Что до нас, то мы выехали в три часа пополудни, чтобы приготовить расквартирование колонны в Виллафрати.

Мизильмери замечателен тем, что он стал первым городом Сицилии, восставшим после 4 апреля.

В Мизильмери было четыре неаполитанских солдата, восемь конных жандармов и восемь сбиров.

Жители Мизильмери начали с того, что выгнали их всех; затем они подняли итальянское знамя и ударили в набат.

Был учрежден повстанческий комитет.

Председателем комитета был избран дон Винченцо Румболо.

Заместителем председателя стал синьор Джузеппе Фидучча, в доме которого мы остановились на ночлег; дополняли состав этого революционного суда два священника: Пицца и Андолина.

Когда мне представили их, я узнал в Андолине того священника, что так лихо плясал перед экипажем с узниками в день их освобождения из Кастеллуччо.

Одиннадцатого мая, незадолго до боя у Адмиральского моста, местные повстанцы намеревались атаковать неаполитанский отряд, но слух о предстоящем сражении привлек настолько сильную вражескую колонну, что противостоять ей было немыслимо.

Они укрылись в горах.

Повстанцев было около двух тысяч.

Шестнадцатого мая в их лагерь явился Розолино Пило, предвестник Гарибальди; он ободрил всех, сообщив о скорой высадке генерала.

У него было с собой английское золото.

Наш хозяин обменял ему часть этого золота на сицилийские деньги.

Между тем прибыл Ла Маза, имея под своим командованием лишь триста или четыреста человек.
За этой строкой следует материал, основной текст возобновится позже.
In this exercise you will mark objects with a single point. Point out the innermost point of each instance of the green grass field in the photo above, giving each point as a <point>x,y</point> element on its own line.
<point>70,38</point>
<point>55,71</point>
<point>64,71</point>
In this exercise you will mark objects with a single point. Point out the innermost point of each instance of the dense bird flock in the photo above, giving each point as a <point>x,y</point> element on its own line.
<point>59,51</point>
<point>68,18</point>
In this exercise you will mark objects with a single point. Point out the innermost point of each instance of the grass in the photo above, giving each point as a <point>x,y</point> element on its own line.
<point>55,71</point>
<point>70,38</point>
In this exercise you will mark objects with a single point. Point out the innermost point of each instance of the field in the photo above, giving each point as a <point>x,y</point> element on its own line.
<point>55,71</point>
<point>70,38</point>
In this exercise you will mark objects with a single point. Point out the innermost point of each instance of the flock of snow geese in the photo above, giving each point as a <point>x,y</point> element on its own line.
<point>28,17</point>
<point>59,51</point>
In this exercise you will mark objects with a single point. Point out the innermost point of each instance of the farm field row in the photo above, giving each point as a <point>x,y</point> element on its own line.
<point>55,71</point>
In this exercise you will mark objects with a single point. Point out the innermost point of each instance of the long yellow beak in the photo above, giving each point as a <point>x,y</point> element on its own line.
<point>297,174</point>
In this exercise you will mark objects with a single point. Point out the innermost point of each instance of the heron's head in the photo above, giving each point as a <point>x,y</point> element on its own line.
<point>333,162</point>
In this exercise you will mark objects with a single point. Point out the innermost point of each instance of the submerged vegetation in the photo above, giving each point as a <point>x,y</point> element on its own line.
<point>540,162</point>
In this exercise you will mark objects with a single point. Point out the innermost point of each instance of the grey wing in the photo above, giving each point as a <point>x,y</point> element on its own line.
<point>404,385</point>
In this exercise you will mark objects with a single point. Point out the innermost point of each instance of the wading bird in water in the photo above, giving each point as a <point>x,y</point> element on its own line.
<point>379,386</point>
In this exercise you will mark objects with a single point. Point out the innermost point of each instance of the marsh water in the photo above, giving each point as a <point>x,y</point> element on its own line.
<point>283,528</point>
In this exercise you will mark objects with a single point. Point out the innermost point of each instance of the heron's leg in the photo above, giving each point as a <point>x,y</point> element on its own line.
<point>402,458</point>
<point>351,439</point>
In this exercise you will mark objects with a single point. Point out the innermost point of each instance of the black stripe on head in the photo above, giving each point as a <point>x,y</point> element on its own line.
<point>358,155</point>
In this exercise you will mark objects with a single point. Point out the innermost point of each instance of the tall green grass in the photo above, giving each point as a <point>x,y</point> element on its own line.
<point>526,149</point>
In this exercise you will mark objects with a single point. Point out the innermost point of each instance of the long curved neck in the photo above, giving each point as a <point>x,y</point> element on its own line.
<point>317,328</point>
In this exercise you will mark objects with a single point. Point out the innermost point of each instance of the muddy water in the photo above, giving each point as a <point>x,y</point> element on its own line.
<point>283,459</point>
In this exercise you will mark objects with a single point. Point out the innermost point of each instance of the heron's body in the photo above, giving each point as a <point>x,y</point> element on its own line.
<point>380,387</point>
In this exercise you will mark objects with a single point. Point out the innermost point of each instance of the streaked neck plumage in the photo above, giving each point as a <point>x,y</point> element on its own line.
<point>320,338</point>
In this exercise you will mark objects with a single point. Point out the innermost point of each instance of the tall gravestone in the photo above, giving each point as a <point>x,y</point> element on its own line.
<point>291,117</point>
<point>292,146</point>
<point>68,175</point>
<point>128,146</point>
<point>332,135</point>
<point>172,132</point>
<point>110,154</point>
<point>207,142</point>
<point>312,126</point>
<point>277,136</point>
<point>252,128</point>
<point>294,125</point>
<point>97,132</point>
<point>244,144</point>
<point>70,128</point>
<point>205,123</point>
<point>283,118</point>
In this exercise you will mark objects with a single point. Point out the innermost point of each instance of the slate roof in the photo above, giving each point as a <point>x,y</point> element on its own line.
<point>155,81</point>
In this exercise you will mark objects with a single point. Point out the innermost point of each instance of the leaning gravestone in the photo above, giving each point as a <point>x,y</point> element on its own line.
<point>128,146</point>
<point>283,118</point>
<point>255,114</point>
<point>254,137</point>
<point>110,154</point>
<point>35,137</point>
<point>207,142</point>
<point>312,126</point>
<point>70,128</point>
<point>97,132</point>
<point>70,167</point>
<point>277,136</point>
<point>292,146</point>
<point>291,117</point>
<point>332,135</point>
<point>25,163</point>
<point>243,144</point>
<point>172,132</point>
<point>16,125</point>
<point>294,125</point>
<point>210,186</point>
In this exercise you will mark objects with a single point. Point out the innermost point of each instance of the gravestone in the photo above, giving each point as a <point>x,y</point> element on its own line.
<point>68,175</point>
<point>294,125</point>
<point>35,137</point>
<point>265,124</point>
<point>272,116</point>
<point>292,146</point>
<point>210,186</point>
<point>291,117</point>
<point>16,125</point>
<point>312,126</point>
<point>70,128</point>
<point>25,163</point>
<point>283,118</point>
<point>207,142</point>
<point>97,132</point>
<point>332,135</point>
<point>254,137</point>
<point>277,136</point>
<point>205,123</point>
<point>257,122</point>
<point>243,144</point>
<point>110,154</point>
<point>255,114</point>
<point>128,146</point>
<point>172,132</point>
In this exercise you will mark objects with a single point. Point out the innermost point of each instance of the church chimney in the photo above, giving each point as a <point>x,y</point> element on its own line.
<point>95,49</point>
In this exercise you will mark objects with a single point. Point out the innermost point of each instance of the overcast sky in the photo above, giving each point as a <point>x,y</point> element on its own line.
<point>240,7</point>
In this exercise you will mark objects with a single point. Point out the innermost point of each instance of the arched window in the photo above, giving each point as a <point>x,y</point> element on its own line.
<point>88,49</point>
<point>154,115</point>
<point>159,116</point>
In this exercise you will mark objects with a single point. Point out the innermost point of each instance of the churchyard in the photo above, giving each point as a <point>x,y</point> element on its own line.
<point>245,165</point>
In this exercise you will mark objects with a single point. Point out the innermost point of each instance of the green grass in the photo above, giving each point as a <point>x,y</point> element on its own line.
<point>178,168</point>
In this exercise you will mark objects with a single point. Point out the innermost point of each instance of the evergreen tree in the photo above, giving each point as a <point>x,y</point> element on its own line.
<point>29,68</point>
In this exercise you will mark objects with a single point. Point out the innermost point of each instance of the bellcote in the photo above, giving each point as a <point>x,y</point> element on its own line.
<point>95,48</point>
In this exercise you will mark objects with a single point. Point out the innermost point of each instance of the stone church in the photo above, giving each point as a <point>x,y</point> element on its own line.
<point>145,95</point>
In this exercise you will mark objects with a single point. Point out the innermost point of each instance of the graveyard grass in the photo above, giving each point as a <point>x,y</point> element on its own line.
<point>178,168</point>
Он собрал комитет, принявший решение, что Мизильмери станет штаб-квартирой восстания и именно отсюда будут осуществляться сношения со всеми частями острова.

Этот почин со стороны человека, поставленного над другими, доставил ему звание командующего партизанским движением.

В этом звании он и присоединился к Гарибальди в Салеми, приведя с собой, насколько я знаю, шестьсот или восемьсот человек; пиччотти приняли участие в сражении при Калатафими, и я уже рассказывал, как они там вели себя.

О Ла Мазе отзываются совершенно по-разному: одни утверждают, что он много чего сделал, другие настаивают, что он не сделал ровным счетом ничего.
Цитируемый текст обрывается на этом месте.